Soal rekrutmen menjadi salah satu isu penting menyangkut kinerja DPRD. Partai 
tidak mungkin mendapatkan calon anggota DPR dan DPRD yang baik tanpa melakukan 
proses rekrutmen secara obyektif. Dan kalau bahan dasarnya sudah tidak 
berkualitas, maka diolah dengan cara apapun anggota Dewan yang dihasilkan tetap 
tidak bisa diharapkan memiliki kinerja yang konclong.

            Setidaknya ada tiga indikator penting yang perlu diperhatikan 
partai dalam melakukan rekrutmen calon anggota Dewan, yakni kapasitas 
individual, integritas moral, dan basis dukungan massa. Bila perlu dapat 
ditambahkan indikator loyalitas kepartaian. 

            Kapasitas individual menjadi penting karena setiap anggota Dewan 
dalam tugas sehari-harinya akan berhadapan dengan eksekutif yang pada umumnya 
berpendidikan tinggi dan sudah berpengalaman di bidang pemerintahan. Tanpa 
kemampuan yang memadai, maka anggota DPR dan DPRD hanya akan menjadi mitra yang 
tidak seimbang dan cenderung menerima apapun yang ditawarkan eksekutif. Ini 
bisa seperti DPR jaman dulu yang sering disebut sebagai "tukang stempel 
pemerintah."

            Integritas moral dapat ditelusuri melalui rekam jejak 
(track-record) seseorang dalam waktu setidaknya lima tahun terakhir. Selain 
mempelajari data-data tertulis, parpol perlu melakukan cross-check kepada 
pihak-pihak yang bisa memberikan testimoni mengenai kualitas moral setiap orang 
yang akan dicalonkan menjadi anggota Dewan. Kader-kader yang pernah tersangkut 
masalah pidana dan cacat moral semestinya sudah gugur pada tahap awal seleksi, 
sehingga tidak berpotensi membebani partai seandainya jadi anggota Dewan.

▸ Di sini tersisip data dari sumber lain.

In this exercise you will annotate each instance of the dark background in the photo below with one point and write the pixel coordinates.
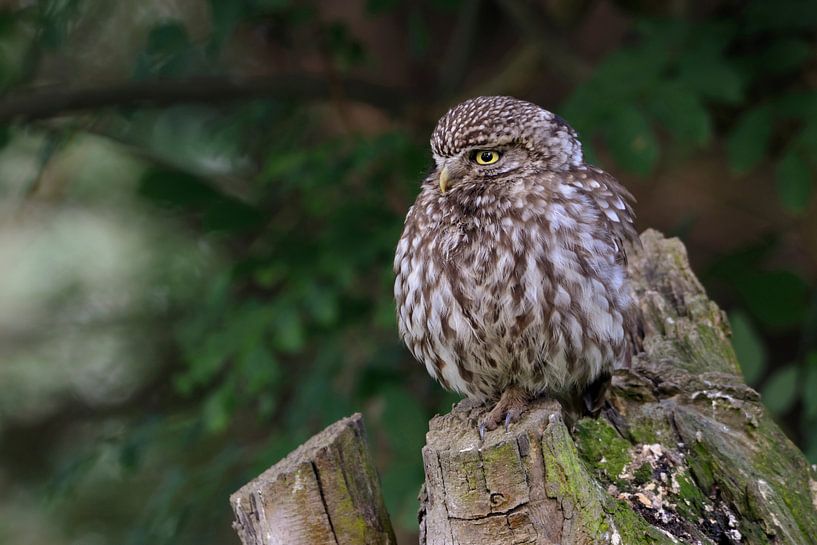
(200, 202)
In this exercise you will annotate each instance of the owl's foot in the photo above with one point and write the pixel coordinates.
(508, 409)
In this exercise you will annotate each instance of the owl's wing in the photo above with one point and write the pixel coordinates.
(617, 226)
(616, 206)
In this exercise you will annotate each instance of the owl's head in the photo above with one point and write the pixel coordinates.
(486, 139)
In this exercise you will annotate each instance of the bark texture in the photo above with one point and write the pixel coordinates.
(327, 491)
(688, 456)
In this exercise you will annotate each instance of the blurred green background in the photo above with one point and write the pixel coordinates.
(200, 202)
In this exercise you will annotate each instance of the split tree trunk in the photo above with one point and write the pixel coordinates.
(325, 492)
(689, 455)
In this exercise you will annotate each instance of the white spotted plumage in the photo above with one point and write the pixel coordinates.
(515, 276)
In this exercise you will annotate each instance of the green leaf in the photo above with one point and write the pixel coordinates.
(780, 391)
(632, 141)
(779, 299)
(783, 56)
(218, 408)
(793, 182)
(748, 142)
(809, 391)
(749, 347)
(712, 77)
(683, 115)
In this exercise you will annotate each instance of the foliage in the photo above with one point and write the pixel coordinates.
(263, 307)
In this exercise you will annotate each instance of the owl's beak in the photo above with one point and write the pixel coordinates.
(444, 177)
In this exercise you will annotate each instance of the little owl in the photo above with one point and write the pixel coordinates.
(511, 277)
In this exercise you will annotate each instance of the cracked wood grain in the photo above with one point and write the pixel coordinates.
(327, 491)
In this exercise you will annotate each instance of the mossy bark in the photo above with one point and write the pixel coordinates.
(326, 491)
(689, 455)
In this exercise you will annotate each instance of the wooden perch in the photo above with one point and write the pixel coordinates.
(326, 491)
(687, 454)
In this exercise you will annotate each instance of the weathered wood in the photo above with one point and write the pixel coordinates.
(325, 492)
(692, 456)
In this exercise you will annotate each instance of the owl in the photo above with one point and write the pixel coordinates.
(511, 278)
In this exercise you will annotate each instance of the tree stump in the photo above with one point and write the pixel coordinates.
(326, 491)
(686, 454)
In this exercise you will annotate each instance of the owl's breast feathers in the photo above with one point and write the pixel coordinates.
(517, 283)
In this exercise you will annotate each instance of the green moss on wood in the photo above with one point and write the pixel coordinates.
(601, 447)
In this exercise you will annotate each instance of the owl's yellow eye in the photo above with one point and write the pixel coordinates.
(486, 157)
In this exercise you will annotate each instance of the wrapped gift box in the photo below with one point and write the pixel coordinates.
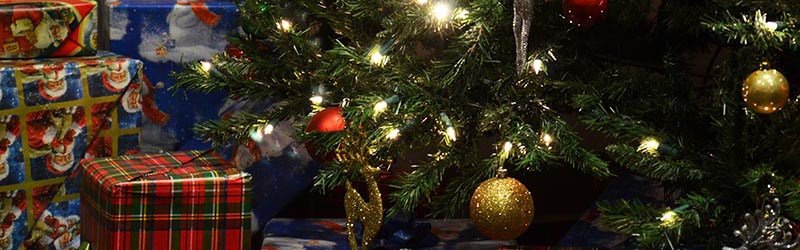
(50, 112)
(325, 234)
(181, 200)
(281, 168)
(164, 34)
(585, 232)
(41, 29)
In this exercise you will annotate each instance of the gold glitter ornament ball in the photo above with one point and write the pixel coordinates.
(501, 208)
(765, 90)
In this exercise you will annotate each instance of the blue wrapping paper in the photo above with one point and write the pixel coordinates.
(585, 232)
(164, 34)
(49, 110)
(281, 168)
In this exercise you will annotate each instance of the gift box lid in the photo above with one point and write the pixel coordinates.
(118, 175)
(167, 3)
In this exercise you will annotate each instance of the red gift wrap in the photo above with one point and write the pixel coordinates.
(49, 28)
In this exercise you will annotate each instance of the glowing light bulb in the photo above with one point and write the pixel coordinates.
(393, 134)
(649, 145)
(316, 99)
(462, 14)
(256, 136)
(377, 58)
(284, 25)
(547, 140)
(268, 129)
(380, 107)
(206, 66)
(537, 66)
(669, 218)
(451, 133)
(772, 26)
(507, 147)
(441, 11)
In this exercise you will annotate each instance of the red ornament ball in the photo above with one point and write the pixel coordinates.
(585, 13)
(326, 121)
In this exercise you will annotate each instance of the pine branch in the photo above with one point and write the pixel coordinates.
(652, 167)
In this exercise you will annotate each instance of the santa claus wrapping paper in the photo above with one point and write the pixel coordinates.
(41, 29)
(54, 113)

            Soal dukungan massa bisa dengan mudah dilihat berdasarkan hasil 
pemilu. Kalau tidak ada perubahan, sistem pemilu kita masih akan mencoblos 
lambang partai dan nama caleg sekaligus atau salah satunya. Dengan cara ini 
dapat dengan mudah diketahui siapa caleg yang paling banyak dipilih rakyat. 
Namun, akan lebih sederhana lagi kalau sistem pemilu hanya mencoblos nama caleg 
yang ada di bawah lambang partai tertentu, dan tidak dibuka peluang mencoblos 
lambang partai. Caleg terpilih ditentukan berdasarkan suara terbanyak, dengan 
tetap mempertimbangkan gabungan suara dari para caleg dalam satu partai sebagai 
dasar untuk menentukan alokasi kursi secara proporsional. 

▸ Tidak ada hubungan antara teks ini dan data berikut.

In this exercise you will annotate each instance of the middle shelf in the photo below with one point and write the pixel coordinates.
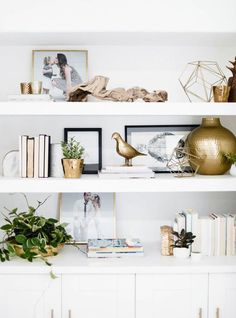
(92, 183)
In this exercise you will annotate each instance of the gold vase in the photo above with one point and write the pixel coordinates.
(210, 142)
(72, 167)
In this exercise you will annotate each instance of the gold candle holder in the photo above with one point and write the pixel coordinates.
(36, 87)
(221, 93)
(25, 88)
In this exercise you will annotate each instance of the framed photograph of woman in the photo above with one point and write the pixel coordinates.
(59, 71)
(89, 215)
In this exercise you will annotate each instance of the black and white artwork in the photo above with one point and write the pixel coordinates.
(158, 142)
(89, 215)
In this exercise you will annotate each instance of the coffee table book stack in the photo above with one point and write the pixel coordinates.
(126, 172)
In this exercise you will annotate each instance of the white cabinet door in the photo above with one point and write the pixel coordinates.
(100, 296)
(30, 296)
(172, 295)
(222, 296)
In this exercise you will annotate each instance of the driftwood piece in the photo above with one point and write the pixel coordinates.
(97, 87)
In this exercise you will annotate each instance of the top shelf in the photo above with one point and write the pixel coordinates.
(117, 108)
(118, 38)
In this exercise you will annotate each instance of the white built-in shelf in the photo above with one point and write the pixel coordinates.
(162, 183)
(117, 108)
(72, 261)
(84, 39)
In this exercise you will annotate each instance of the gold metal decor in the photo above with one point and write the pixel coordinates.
(125, 150)
(221, 93)
(198, 80)
(210, 142)
(182, 161)
(72, 167)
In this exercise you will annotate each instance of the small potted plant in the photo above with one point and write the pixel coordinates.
(182, 243)
(30, 236)
(232, 159)
(72, 161)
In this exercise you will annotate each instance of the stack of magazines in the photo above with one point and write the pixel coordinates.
(114, 247)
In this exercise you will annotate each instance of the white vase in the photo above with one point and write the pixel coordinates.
(232, 170)
(181, 252)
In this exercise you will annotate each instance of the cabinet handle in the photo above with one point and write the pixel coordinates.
(200, 313)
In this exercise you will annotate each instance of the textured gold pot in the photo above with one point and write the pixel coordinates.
(210, 142)
(72, 167)
(51, 251)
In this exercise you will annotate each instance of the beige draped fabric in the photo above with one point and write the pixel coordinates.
(97, 87)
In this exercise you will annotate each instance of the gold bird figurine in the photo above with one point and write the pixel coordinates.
(125, 150)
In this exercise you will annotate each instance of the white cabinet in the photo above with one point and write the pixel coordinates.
(30, 296)
(100, 296)
(222, 296)
(171, 295)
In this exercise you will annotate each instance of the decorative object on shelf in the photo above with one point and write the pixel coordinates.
(182, 243)
(198, 80)
(60, 70)
(180, 162)
(125, 150)
(232, 159)
(158, 142)
(36, 87)
(31, 236)
(56, 154)
(221, 93)
(211, 141)
(97, 87)
(91, 139)
(25, 88)
(232, 82)
(167, 240)
(89, 215)
(72, 158)
(10, 164)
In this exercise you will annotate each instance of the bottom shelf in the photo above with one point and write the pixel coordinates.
(161, 183)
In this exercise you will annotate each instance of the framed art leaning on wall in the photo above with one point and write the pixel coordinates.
(91, 140)
(157, 142)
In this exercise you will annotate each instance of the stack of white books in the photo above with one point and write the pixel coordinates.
(125, 172)
(30, 97)
(215, 233)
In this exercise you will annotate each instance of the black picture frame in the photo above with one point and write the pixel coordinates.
(153, 129)
(91, 168)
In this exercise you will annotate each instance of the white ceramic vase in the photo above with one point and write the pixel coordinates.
(232, 170)
(181, 252)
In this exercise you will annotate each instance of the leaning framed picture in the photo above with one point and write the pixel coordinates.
(91, 140)
(59, 70)
(88, 215)
(157, 142)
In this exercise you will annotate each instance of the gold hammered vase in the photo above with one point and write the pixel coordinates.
(72, 167)
(209, 142)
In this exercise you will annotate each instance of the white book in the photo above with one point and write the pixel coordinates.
(36, 157)
(41, 155)
(23, 156)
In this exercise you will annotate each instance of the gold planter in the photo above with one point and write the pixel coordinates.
(72, 167)
(210, 142)
(51, 251)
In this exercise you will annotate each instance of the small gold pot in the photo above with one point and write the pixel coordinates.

            Indikator loyalitas kepada partai bisa ditentukan berdasarkan 
intensitas pengabdian dan jenjang pengkaderan yang telah dilalui. Setiap partai 
pada umumnya sudah memiliki sistem dan jengang pengkaderan yang harus dilalui 
para kadernya secara linier. Namun sayangnya sistem penjenjangan ini sering 
dilanggar sendiri oleh para kader yang menginginkan jalan pintas menuju posisi 
pimpinan partai. Di sinilah partai berhadapan dengan nafsu politik dari para 
kadernya sediri sehingga sulit memperbaiki diri menjadi bagian dari sistem 
demokrasi yang terpercaya.

 

Seleksi Alam

Tidak ada yang dapat membantu memperbaiki citra partai dan anggota Dewan, 
selain elite partai dan anggota Dewan itu sendiri. Kita percaya bahwa partai 
yang bersungguh-sungguh melaksanakan fungsi-fungsi politiknya dengan baik akan 
mendapat apresiasi masyarakat yang tercermin melalui hasil pemilihan umum yang 
meningkat. Ada banyak cara, metode, teknik, dan trik untuk membuktikan komitmen 
partai kepada masyarakat. Yang dibutuhkan adalah kreativitas dan kemauan 
bekerja keras.  

Sebaliknya partai yang hanya mementingkan kelompoknya saja, yang hanya mengejar 
kekuasaan dan duit semata, yang pimpinannya tidak pernah turun ke masyarakat, 
yang anggota-anggota DPRD-nya banyak mangkir, pada akhirnya akan mendapat 
hukuman masyarakat berupa pengurangan dukungan pada saat pemilu. Demikianlah 
hukum alam yang telah berlaku selama ratusan tahun di dunia politik, dan akan 
terus berlaku ke depan. Wallahu'alam.